O meu ultimo “post” foi sobre a “mente aberta” e como eu vejo a utilização desse termo, por isso agora faz sentido “postar” um sobre a mente fechada. Aqui vem ele:
Toda a gente tem direito às suas próprias opiniões, mas não aos seus próprios factos, leis e teorias. Ou funcionam ou não funcionam. Ou funcionam mal. Mas seja como for, opinar não é a ultima palavra no mundo do conhecimento. É a primeira. É a que se tem quando não se sabe melhor que isso. Pode fazer falta, mas quando há melhor é preciso ter a mente aberta. Durante milénios não houve melhor. Durante 200.000 anos o homem não teve mais que senso comum e a sua opinião para o guiar. A escrita tem menos de 7000 anos e o conhecimento transmitido oralmente é uma lotaria.

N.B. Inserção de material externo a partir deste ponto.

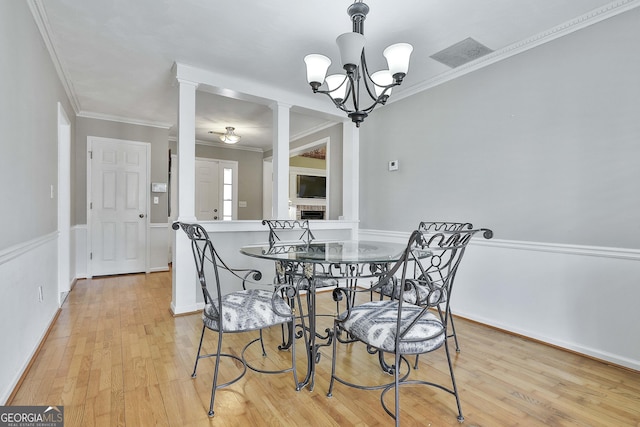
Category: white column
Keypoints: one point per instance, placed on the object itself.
(280, 160)
(184, 283)
(350, 171)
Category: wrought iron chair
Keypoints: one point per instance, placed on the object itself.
(239, 311)
(401, 328)
(292, 274)
(437, 227)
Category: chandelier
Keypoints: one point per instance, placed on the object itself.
(230, 137)
(344, 89)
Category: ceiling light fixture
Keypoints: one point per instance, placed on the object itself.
(341, 87)
(230, 136)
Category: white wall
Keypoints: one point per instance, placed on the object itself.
(24, 317)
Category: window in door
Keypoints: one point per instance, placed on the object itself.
(227, 194)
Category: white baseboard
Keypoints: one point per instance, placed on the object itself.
(559, 294)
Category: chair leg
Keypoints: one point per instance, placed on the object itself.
(397, 390)
(453, 329)
(453, 382)
(193, 375)
(215, 374)
(333, 361)
(292, 329)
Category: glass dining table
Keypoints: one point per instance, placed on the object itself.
(347, 260)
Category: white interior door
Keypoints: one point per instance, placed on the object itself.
(207, 190)
(216, 190)
(118, 206)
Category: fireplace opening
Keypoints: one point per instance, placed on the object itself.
(311, 214)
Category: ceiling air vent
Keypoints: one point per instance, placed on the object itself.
(462, 52)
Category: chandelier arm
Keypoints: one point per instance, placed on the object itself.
(366, 76)
(339, 105)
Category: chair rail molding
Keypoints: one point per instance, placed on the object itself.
(551, 293)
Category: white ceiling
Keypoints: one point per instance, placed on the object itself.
(116, 56)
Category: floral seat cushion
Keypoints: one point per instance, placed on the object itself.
(375, 323)
(247, 310)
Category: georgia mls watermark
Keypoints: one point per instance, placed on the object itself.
(31, 416)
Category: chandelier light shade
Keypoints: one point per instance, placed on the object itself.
(345, 89)
(230, 137)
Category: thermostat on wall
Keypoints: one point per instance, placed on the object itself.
(158, 187)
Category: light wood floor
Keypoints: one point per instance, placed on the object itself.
(116, 356)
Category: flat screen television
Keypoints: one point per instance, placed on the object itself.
(311, 187)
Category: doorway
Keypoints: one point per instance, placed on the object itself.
(216, 190)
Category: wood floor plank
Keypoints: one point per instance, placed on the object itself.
(116, 357)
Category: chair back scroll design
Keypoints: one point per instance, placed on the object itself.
(444, 226)
(237, 311)
(400, 327)
(288, 224)
(204, 254)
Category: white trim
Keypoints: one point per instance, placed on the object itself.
(120, 119)
(550, 292)
(64, 202)
(40, 17)
(313, 130)
(147, 146)
(15, 251)
(575, 24)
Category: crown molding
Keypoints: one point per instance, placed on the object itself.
(42, 22)
(126, 120)
(222, 145)
(612, 9)
(311, 131)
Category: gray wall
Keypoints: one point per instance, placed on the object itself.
(30, 91)
(158, 139)
(543, 146)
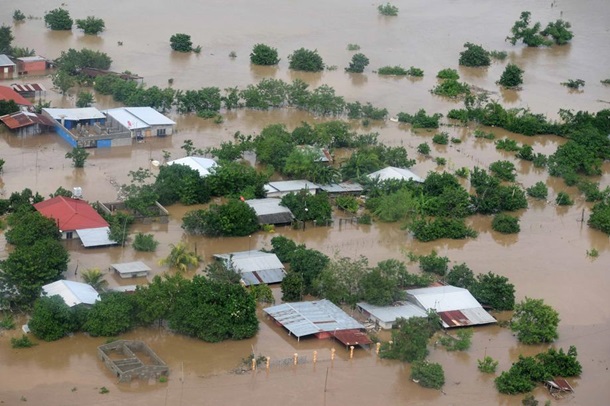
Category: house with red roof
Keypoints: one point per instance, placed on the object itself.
(76, 219)
(7, 93)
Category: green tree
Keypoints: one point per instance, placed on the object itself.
(91, 25)
(512, 76)
(78, 156)
(52, 319)
(264, 55)
(428, 374)
(474, 55)
(306, 60)
(181, 258)
(6, 39)
(535, 322)
(181, 43)
(110, 316)
(58, 20)
(85, 99)
(358, 63)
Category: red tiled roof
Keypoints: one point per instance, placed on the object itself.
(7, 93)
(71, 214)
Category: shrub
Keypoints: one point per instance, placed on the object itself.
(181, 42)
(264, 55)
(358, 63)
(392, 70)
(306, 60)
(145, 242)
(448, 73)
(428, 374)
(434, 263)
(387, 9)
(441, 138)
(474, 56)
(91, 25)
(505, 224)
(58, 20)
(512, 76)
(487, 365)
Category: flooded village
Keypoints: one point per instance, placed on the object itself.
(550, 258)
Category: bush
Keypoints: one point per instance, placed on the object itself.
(264, 55)
(145, 242)
(434, 263)
(505, 224)
(358, 63)
(387, 9)
(474, 56)
(306, 60)
(91, 25)
(448, 73)
(181, 43)
(392, 70)
(428, 374)
(58, 20)
(563, 199)
(512, 76)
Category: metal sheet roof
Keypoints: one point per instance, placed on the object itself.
(71, 292)
(85, 113)
(255, 267)
(306, 318)
(131, 267)
(269, 211)
(95, 237)
(392, 172)
(150, 116)
(200, 164)
(389, 314)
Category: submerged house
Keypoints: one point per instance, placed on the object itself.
(76, 219)
(320, 318)
(255, 267)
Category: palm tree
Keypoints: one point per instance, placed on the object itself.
(95, 278)
(181, 258)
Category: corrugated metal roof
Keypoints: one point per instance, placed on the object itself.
(126, 119)
(389, 314)
(269, 211)
(392, 172)
(6, 61)
(150, 116)
(85, 113)
(95, 237)
(71, 292)
(131, 267)
(306, 318)
(255, 267)
(200, 164)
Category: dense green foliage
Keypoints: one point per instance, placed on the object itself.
(91, 25)
(505, 224)
(58, 19)
(235, 218)
(474, 56)
(264, 55)
(512, 76)
(306, 60)
(181, 43)
(535, 322)
(428, 374)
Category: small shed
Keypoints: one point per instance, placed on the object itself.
(73, 293)
(254, 267)
(270, 211)
(134, 269)
(284, 187)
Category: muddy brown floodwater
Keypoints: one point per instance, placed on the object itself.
(547, 259)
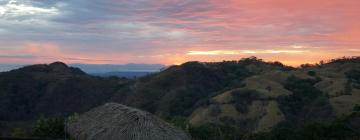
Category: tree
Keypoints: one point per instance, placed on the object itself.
(49, 128)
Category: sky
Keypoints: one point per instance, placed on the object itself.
(175, 31)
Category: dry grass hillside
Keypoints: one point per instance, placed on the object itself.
(262, 101)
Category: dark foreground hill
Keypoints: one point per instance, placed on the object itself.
(55, 89)
(249, 95)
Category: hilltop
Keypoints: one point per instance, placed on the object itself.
(250, 94)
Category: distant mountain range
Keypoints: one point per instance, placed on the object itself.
(250, 95)
(105, 70)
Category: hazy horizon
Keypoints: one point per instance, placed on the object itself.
(175, 31)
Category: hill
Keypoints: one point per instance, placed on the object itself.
(55, 89)
(249, 95)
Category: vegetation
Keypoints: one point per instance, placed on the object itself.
(305, 98)
(336, 130)
(49, 128)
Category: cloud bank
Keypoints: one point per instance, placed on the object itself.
(175, 31)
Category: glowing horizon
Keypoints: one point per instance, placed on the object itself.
(175, 31)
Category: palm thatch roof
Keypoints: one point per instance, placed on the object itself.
(118, 122)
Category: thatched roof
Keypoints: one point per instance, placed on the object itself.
(118, 122)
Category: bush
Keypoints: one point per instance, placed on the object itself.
(19, 133)
(215, 132)
(311, 73)
(49, 128)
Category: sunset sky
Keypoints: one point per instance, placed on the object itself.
(176, 31)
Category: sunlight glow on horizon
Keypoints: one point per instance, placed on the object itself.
(176, 31)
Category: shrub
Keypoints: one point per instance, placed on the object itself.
(49, 128)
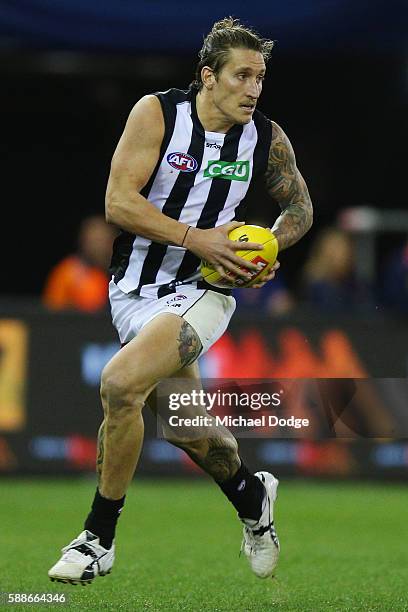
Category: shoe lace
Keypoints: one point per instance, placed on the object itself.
(71, 552)
(253, 538)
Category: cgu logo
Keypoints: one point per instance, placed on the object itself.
(231, 171)
(182, 161)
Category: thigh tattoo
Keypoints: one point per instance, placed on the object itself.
(189, 344)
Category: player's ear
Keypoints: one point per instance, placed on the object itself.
(207, 77)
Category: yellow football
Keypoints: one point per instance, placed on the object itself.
(265, 257)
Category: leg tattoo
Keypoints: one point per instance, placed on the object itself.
(189, 344)
(99, 459)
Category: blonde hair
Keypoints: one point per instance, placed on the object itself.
(226, 34)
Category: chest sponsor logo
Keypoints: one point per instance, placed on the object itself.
(231, 171)
(174, 300)
(182, 161)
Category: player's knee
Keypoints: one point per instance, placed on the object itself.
(119, 393)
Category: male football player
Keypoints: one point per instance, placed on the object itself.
(179, 178)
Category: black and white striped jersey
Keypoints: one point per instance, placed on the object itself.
(200, 179)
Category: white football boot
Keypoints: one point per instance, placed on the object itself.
(82, 560)
(260, 542)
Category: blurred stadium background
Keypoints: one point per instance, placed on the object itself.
(337, 83)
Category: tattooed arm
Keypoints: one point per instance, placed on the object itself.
(287, 187)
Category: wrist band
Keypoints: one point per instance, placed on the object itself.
(185, 235)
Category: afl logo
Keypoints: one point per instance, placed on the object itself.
(182, 161)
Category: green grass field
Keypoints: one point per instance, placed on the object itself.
(344, 547)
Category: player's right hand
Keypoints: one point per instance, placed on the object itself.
(214, 247)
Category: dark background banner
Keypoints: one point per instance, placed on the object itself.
(50, 410)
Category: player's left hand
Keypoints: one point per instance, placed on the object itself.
(268, 277)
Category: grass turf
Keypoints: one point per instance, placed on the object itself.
(344, 547)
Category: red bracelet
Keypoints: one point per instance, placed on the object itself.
(185, 235)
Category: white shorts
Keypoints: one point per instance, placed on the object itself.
(208, 312)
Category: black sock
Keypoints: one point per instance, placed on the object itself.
(246, 493)
(103, 517)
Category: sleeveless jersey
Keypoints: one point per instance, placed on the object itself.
(201, 178)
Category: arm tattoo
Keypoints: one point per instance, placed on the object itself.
(189, 344)
(99, 459)
(286, 186)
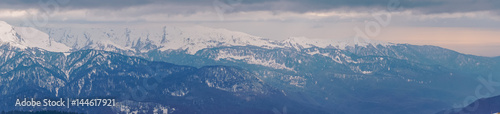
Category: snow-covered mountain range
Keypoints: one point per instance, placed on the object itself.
(189, 39)
(23, 37)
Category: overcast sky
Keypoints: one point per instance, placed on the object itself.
(467, 26)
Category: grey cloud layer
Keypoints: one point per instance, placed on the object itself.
(422, 6)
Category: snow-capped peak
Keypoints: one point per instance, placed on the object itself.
(9, 36)
(190, 39)
(303, 42)
(24, 37)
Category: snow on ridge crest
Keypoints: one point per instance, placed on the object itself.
(303, 42)
(24, 37)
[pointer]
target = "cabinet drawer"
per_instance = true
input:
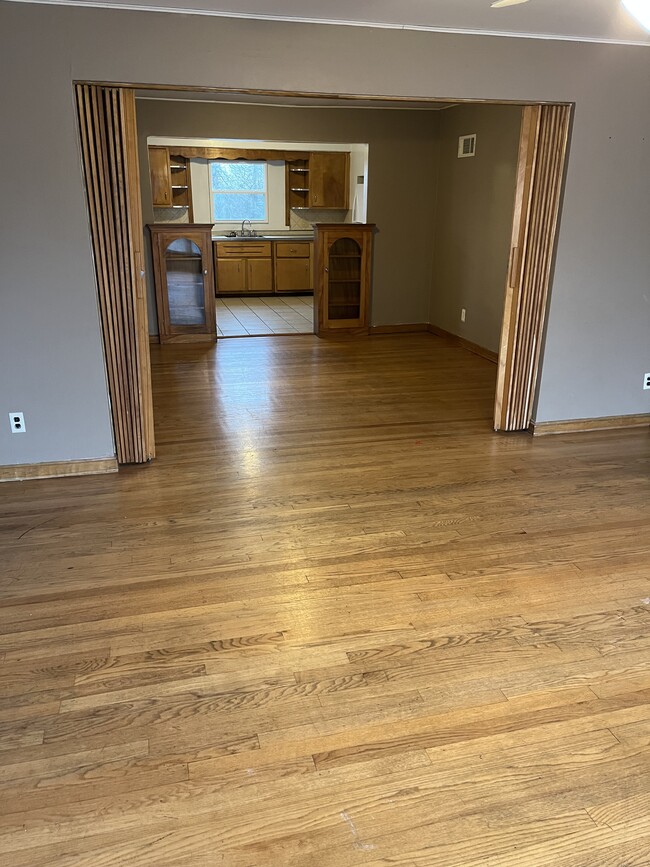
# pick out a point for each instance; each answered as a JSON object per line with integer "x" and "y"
{"x": 292, "y": 249}
{"x": 243, "y": 250}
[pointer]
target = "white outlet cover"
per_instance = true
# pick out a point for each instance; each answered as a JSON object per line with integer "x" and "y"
{"x": 17, "y": 422}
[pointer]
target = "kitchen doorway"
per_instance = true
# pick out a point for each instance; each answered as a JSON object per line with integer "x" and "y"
{"x": 540, "y": 172}
{"x": 261, "y": 196}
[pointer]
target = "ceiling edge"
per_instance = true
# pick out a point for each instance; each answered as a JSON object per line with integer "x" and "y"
{"x": 104, "y": 4}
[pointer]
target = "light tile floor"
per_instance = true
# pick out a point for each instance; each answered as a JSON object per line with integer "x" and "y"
{"x": 254, "y": 316}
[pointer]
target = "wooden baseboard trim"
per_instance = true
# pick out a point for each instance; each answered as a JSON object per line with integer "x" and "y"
{"x": 583, "y": 425}
{"x": 399, "y": 329}
{"x": 465, "y": 344}
{"x": 22, "y": 472}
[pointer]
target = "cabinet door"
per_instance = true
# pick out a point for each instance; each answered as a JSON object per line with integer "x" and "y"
{"x": 260, "y": 275}
{"x": 292, "y": 275}
{"x": 231, "y": 276}
{"x": 328, "y": 179}
{"x": 161, "y": 188}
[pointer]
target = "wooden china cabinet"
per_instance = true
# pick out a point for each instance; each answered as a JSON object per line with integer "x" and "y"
{"x": 182, "y": 261}
{"x": 343, "y": 271}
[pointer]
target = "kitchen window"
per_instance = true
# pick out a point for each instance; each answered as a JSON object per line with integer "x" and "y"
{"x": 238, "y": 191}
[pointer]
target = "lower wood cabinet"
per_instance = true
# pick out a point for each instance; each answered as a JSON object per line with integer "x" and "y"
{"x": 182, "y": 261}
{"x": 343, "y": 268}
{"x": 263, "y": 267}
{"x": 244, "y": 267}
{"x": 293, "y": 266}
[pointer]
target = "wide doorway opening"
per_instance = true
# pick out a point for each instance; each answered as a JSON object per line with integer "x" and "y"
{"x": 402, "y": 186}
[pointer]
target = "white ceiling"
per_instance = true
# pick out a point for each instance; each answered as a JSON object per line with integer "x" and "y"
{"x": 585, "y": 20}
{"x": 291, "y": 101}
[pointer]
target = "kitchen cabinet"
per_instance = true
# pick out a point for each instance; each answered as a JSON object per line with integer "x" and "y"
{"x": 171, "y": 182}
{"x": 343, "y": 269}
{"x": 293, "y": 266}
{"x": 329, "y": 180}
{"x": 243, "y": 267}
{"x": 184, "y": 279}
{"x": 160, "y": 174}
{"x": 321, "y": 181}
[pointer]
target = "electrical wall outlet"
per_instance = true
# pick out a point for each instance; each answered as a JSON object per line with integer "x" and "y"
{"x": 17, "y": 420}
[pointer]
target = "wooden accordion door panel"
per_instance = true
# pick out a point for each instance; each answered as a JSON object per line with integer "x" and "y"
{"x": 542, "y": 153}
{"x": 109, "y": 153}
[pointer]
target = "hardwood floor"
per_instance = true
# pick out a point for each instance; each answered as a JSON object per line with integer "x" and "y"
{"x": 338, "y": 622}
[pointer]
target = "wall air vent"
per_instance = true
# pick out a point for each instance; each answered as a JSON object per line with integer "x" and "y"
{"x": 467, "y": 146}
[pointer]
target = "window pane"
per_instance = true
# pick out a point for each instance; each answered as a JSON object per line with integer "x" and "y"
{"x": 238, "y": 176}
{"x": 235, "y": 207}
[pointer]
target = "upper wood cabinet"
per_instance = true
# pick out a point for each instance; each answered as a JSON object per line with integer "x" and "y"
{"x": 161, "y": 185}
{"x": 329, "y": 180}
{"x": 182, "y": 260}
{"x": 320, "y": 181}
{"x": 171, "y": 181}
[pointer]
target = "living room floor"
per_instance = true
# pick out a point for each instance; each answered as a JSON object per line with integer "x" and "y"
{"x": 337, "y": 621}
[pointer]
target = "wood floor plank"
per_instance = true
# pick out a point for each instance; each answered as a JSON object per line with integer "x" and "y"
{"x": 337, "y": 621}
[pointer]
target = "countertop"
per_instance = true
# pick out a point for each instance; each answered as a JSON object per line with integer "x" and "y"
{"x": 293, "y": 236}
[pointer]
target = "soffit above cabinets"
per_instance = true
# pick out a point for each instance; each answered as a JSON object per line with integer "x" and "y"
{"x": 589, "y": 20}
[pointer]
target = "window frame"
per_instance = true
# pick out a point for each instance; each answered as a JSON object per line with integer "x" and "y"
{"x": 264, "y": 192}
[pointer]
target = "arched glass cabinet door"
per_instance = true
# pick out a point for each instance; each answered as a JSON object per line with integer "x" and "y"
{"x": 184, "y": 276}
{"x": 344, "y": 281}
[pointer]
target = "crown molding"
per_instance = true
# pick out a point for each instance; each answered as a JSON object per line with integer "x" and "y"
{"x": 424, "y": 28}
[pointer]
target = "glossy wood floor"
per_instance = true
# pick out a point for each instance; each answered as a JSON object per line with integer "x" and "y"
{"x": 338, "y": 622}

Mas agora tem mais. Tem a filosofia desde a Grécia Antiga e a ciência desde Galileu.
Por isso, penso que o problema está em parte em achar que ninguém deve saber melhor que isso, que a opinião própria, sobretudo quando se trata da nossa opinião. Uma crença que em si deve ter dado segurança e determinação a milhares de homens durante milhares de anos.
É uma coisa relativamente nova poder dispor de tanto conhecimento que é melhor que o opinativo. Há quem considere que a inteligencia é precisamente a capacidade de adaptação a situações novas do ponto de vista evolutivo. Passar a pesquisar o que dizem os especialistas, o que está provado com rigor, como se pode saber o que se sabe, pode muito bem ser em si um sinal (mas não o unico!) de inteligência nessa perspectiva. Se não, pelo menos de “mente aberta”.
A “mente fechada” caracteriza-se não só por não estar aberta a avaliar imparcialmente as evidências como a não estar sequer aberta à sua pesquisa. Prefere fazer julgamentos rápidos menos informados a lentos e mais informados (dantes não era uma opção) e não obstante isso insiste que o seu, por ser seu, é o melhor.
A mente fechada recusa-se a ir mais longe que a opinião. Por preguiça, ignorância, teimosia ou impotência, escolhe defender uma opinião qualquer, que pareça simpática, e não está aberta a estudos sistemáticos, argumentos difíceis de perceber (sobretudo se envolverem matemática), ou que pura e simplesmente requeiram muita aprendizagem nova.
Frequentemente recorre a raciocínios falaciosos sem dar conta disso e considera um exotismo grotesco que se apontem falácias, não gosta que se critiquem as suas ideias – considera-as uma coisa pessoal – e até acha que a ciência ou a filosofia são uma questão de opinião. Aceita testemunho individual como evidencia forte, confunde carisma com autoridade, e vê facilmente relações de causalidade em coisas que tenham uma sequência temporal.
No entanto se lhes perguntarem, às mentes fechadas, se a realidade é uma questão de opinião, a maioria dirá que não. Mas isto não os fará enveredar por uma sede de investigação, procura de conhecimento ou coisa do género. Como se o conhecimento fosse a coisa mais bem distribuida deste mundo, e algo que nunca falta, estão sempre satisfeitas com o que têm e com a qualidade dos seus argumentos. Argumentos esses que lhes parecem bons desde que sejam a defender a ideia que já tinham antes. Coisa que devia era ser ao contrário – ter uma ideia porque é suportada por bons argumentos.
Mesmo quando proferem o seu mais potente argumento: “Porque eu acredito” ou “porque eu sei”, não se dão conta da inversão lógica. E este é o sinal patognomónico da “mente fechada”. É o considerar a sua opinião um argumento em si. Que acreditar é o ponto de partida para formar conhecimento – numa confusão desastrosa entre mapa e território. Está errado. Depois é enveredar numa odisseia de confirmation bias” e temos a mente fechada feita de ideias… Fechadas? Sim, é o termo correcto. Fechadas a serem testadas.
As coisas não são como são só porque nós gostávamos que fosse assim, fosse bom que fosse assim, acreditamos que é assim ou até que devia ser assim.
Dá trabalho, e às vezes não está ao nosso alcance perceber tudo. Mas sinceramente. Vale a pena.
Agora uma nota importante: A “mente fechada” de Linaeus, como digo a brincar, caracterizada por todos estes pontos o tempo todo, é uma abstracção. Não corresponde a ninguém. É um exagero para tentar caricaturizar um estereótipo de comportamento e um estado mental, não tanto de carácter – felizmente a mente fechada é algo que não ocorre o tempo todo mesmo nas mentes mais susceptíveis. Pelo menos que eu tenha presenciado.
2 comentários
Parabéns, João Coutinho, um texto inspirado e com visão correta.